Editorial: Indexing CSU Membership Fees Is Hypocrisy

Graphic Madeleine Gendreau

Undergraduates will vote at the end of November on whether or not to index the per-credit fee charged by the Concordia Student Union to the inflation rate. That this referendum question will be on the ballot is a prime example of the union’s hypocrisy.


The CSU opposed the provincial government’s decision in 2013 to index tuition fees to the annual rise in disposable household income. Its official position calls for university tuition to be frozen at 2007 levels instead.

And yet indexation is precisely what CSU executives have proposed as a solution to their own unsustainable financial situation.

Arguing in favour of indexing the fee levy, union executives say the CSU’s expenses rise every year due to inflation and yearly increases in employees’ salaries.

Ironically, that’s the same argument advanced by university administrators and the provincial government in defending the indexation of tuition—the very argument largely dismissed by the student movement.

Universities’ expenses increase as a result of inflation, like the CSU’s.

And as is the case with the CSU’s employees, university employees are guaranteed yearly salary increases through their collective agreements.

If universities’ operating budgets don’t rise over time, salaries will eat up an ever-larger share of their budgets. University administrators maintain that indexation is needed for financial sustainability.

It’s logically inconsistent and highly problematic that the CSU roundly denounces the indexation of tuition with one breath and asks that its membership fees be indexed with the next. The union’s calls for a tuition freeze are less meaningful when it’s simultaneously sending the message “do as I say, not as I do.”

When the provincial government sought to increase tuition fees in 2012, students cited disasters like the Îlot Voyageur, a real estate project that nearly bankrupted the Université du Québec à Montréal in 2007, as examples of financial mismanagement by top university administrators.

Quebec’s student federations argued universities weren’t underfunded; instead, funds were being poorly spent. Before asking students for more money, universities should first look inwardly at their own spending, they said.

It’s sound advice, and it applies to student associations too. Like the province’s universities, the CSU should first consider how its present-day funding could be spent more effectively. As in any bureaucracy, it’s highly probable there are opportunities to trim expenses and become more efficient without cutting services.
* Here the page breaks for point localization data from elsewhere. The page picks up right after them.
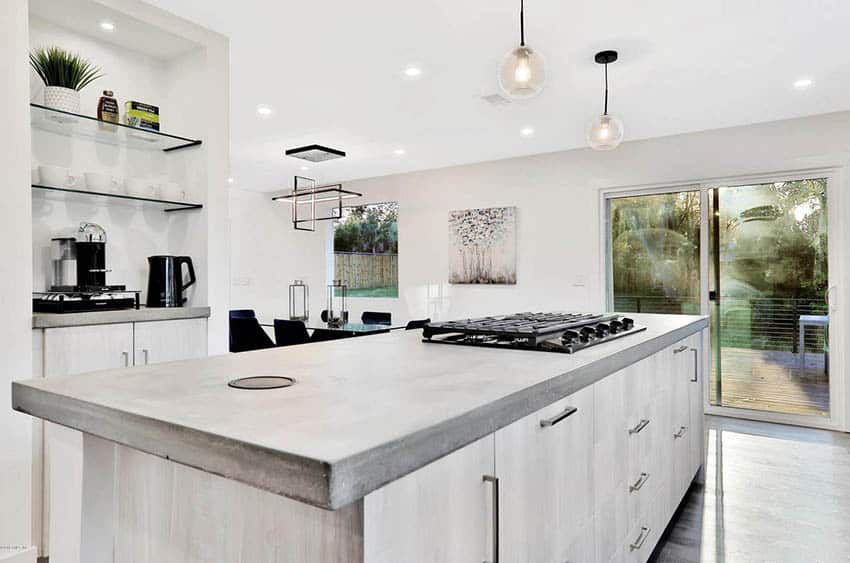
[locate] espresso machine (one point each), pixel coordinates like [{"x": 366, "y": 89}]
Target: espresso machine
[{"x": 79, "y": 276}]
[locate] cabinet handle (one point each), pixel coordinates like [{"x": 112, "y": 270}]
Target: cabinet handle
[
  {"x": 569, "y": 411},
  {"x": 495, "y": 482},
  {"x": 640, "y": 426},
  {"x": 696, "y": 365},
  {"x": 638, "y": 543},
  {"x": 639, "y": 483}
]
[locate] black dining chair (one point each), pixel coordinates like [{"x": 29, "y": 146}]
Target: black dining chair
[
  {"x": 415, "y": 325},
  {"x": 376, "y": 318},
  {"x": 288, "y": 333},
  {"x": 246, "y": 334},
  {"x": 325, "y": 334}
]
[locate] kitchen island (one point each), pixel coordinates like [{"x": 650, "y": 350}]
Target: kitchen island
[{"x": 388, "y": 449}]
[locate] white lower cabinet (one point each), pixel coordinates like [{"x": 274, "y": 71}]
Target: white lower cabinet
[
  {"x": 442, "y": 512},
  {"x": 544, "y": 463},
  {"x": 593, "y": 477},
  {"x": 81, "y": 349}
]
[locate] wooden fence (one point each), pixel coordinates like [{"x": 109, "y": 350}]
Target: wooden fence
[{"x": 362, "y": 270}]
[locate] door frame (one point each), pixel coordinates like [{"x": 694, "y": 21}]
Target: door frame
[{"x": 839, "y": 238}]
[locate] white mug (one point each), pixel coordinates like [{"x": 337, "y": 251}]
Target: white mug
[
  {"x": 102, "y": 183},
  {"x": 57, "y": 176}
]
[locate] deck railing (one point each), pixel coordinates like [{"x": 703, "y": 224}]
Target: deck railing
[{"x": 759, "y": 323}]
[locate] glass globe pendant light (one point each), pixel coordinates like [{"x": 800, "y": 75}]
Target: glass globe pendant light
[
  {"x": 522, "y": 73},
  {"x": 605, "y": 132}
]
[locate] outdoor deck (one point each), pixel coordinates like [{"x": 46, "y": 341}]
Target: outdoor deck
[{"x": 771, "y": 381}]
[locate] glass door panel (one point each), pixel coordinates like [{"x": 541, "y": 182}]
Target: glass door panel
[
  {"x": 768, "y": 279},
  {"x": 654, "y": 253}
]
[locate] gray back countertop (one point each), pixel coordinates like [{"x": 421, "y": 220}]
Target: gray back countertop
[
  {"x": 363, "y": 412},
  {"x": 143, "y": 314}
]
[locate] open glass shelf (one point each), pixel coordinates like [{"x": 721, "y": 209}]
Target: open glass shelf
[
  {"x": 167, "y": 205},
  {"x": 76, "y": 125}
]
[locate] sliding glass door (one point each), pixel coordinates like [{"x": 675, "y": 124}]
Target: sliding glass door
[{"x": 760, "y": 270}]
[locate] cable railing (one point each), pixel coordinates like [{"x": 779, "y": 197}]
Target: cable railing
[{"x": 758, "y": 323}]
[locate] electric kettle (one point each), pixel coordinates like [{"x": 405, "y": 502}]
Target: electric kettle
[{"x": 165, "y": 280}]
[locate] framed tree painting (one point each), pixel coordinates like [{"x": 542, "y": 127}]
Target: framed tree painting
[{"x": 482, "y": 246}]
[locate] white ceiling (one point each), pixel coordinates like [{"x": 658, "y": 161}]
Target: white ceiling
[{"x": 332, "y": 70}]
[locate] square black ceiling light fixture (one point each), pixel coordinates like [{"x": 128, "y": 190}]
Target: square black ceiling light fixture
[{"x": 315, "y": 153}]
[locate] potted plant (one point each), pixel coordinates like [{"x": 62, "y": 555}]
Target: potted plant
[{"x": 64, "y": 74}]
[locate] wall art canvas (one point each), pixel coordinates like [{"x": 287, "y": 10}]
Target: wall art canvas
[{"x": 482, "y": 246}]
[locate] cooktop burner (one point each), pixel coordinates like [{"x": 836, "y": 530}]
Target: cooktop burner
[{"x": 550, "y": 332}]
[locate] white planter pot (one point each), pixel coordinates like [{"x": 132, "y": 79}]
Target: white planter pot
[{"x": 65, "y": 99}]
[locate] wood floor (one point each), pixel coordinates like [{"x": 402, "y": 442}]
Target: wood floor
[
  {"x": 772, "y": 381},
  {"x": 772, "y": 493}
]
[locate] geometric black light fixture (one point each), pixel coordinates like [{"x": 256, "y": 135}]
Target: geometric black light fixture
[
  {"x": 605, "y": 132},
  {"x": 306, "y": 195},
  {"x": 522, "y": 73}
]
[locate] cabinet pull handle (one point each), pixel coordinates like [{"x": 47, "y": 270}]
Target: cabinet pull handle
[
  {"x": 495, "y": 482},
  {"x": 696, "y": 365},
  {"x": 569, "y": 411},
  {"x": 638, "y": 543},
  {"x": 640, "y": 426},
  {"x": 639, "y": 483}
]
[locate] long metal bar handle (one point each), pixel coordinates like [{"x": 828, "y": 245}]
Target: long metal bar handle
[
  {"x": 569, "y": 411},
  {"x": 696, "y": 365},
  {"x": 495, "y": 482},
  {"x": 638, "y": 543},
  {"x": 640, "y": 426},
  {"x": 639, "y": 483}
]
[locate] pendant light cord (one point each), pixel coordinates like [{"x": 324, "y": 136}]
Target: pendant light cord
[
  {"x": 605, "y": 108},
  {"x": 521, "y": 23}
]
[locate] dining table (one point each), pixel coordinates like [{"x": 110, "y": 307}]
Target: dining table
[{"x": 353, "y": 328}]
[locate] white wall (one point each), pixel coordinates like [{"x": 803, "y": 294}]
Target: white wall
[
  {"x": 16, "y": 278},
  {"x": 557, "y": 196}
]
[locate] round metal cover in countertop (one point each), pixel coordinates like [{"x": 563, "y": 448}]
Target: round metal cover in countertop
[{"x": 262, "y": 382}]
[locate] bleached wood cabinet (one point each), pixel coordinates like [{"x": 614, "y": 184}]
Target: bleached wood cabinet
[
  {"x": 544, "y": 463},
  {"x": 80, "y": 349},
  {"x": 596, "y": 476}
]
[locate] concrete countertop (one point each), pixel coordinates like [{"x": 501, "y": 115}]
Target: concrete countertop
[
  {"x": 364, "y": 411},
  {"x": 56, "y": 320}
]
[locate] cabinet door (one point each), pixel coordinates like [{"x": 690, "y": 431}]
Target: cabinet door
[
  {"x": 695, "y": 392},
  {"x": 167, "y": 341},
  {"x": 545, "y": 467},
  {"x": 680, "y": 432},
  {"x": 69, "y": 351},
  {"x": 442, "y": 512}
]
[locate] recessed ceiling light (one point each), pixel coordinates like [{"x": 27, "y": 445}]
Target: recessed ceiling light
[
  {"x": 803, "y": 83},
  {"x": 264, "y": 110},
  {"x": 413, "y": 72}
]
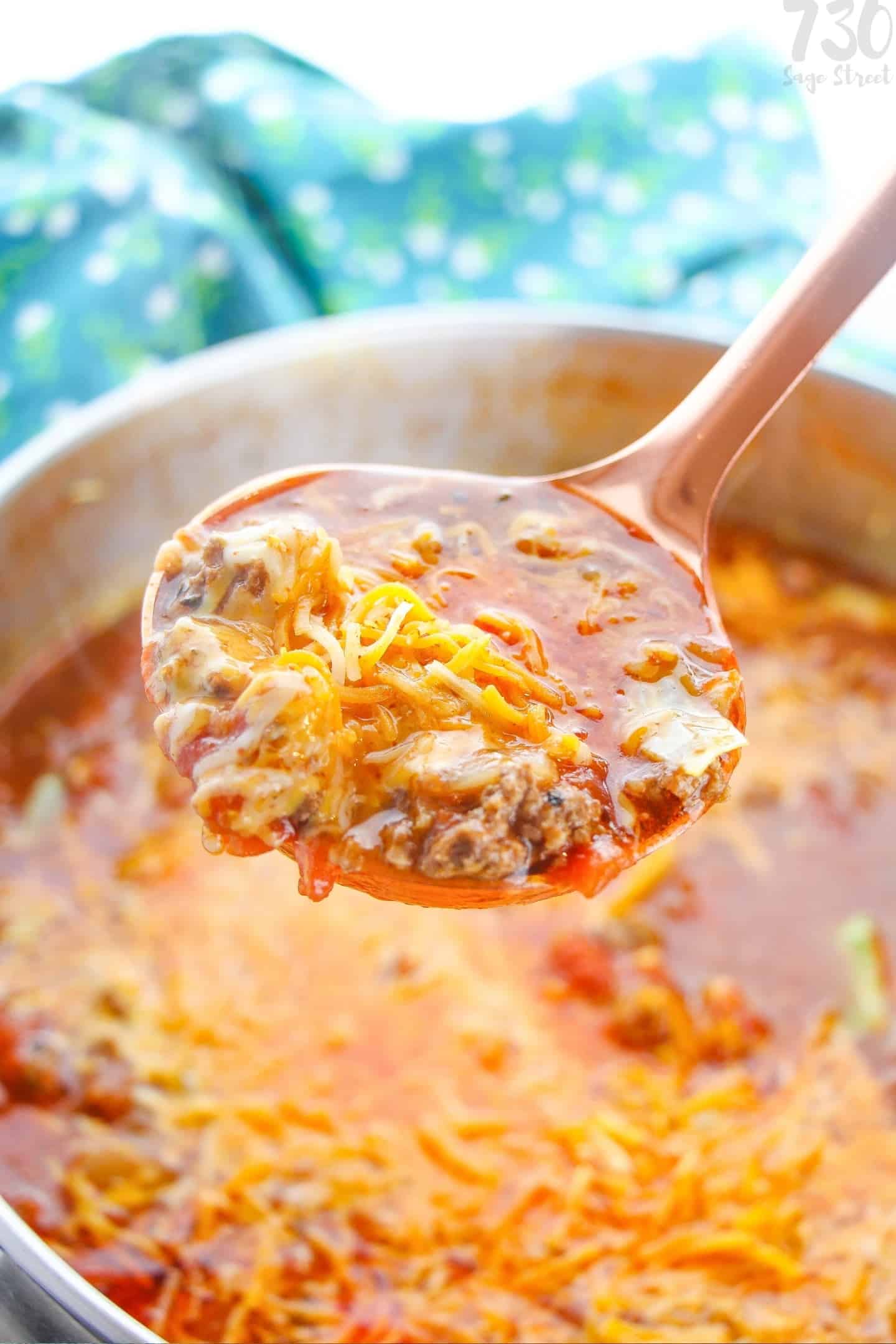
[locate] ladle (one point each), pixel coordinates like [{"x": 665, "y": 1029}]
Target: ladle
[{"x": 666, "y": 482}]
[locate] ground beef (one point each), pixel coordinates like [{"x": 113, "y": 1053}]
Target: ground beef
[
  {"x": 516, "y": 826},
  {"x": 660, "y": 797}
]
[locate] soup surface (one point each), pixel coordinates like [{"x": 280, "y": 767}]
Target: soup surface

Documents distributed at the last CSU council meeting show this year’s orientation activities came in under budget. It’s an encouraging sign that this crop of CSU executives is trying to be fiscally responsible.

But the CSU is also on course to run a projected deficit of over $135,000 this school year. The explanation for the deficit is rather weak—CSU president Benjamin Prunty told The Link last month that the union’s finance team didn’t know how the university collects and distributes student fees, leading them to overestimate how much funding they’d get this year.

If the CSU wants students to pay higher membership fees, the way it spends its funding must be efficient. The CSU must also be completely transparent about where student funds go.

Unfortunately, students don’t have easy access to their union’s budget documents. The CSU’s outdated website is apparently so difficult to update that it’s fallen into disuse, and the latest budget documents posted on the website date back to 2011. It’s an unacceptable situation that must be rectified.

With the CSU facing an imbalance between revenue and ever-growing expenses, union executives are concerned about the possibility of a negative cash flow. The financial sustainability of the CSU’s operations account is at stake, so students will have little choice but to approve the union’s request to index its fees.

Still, we at The Link have very real reservations about endorsing a “yes” vote as long as the union hasn’t proven itself to be both wise and transparent with student funds.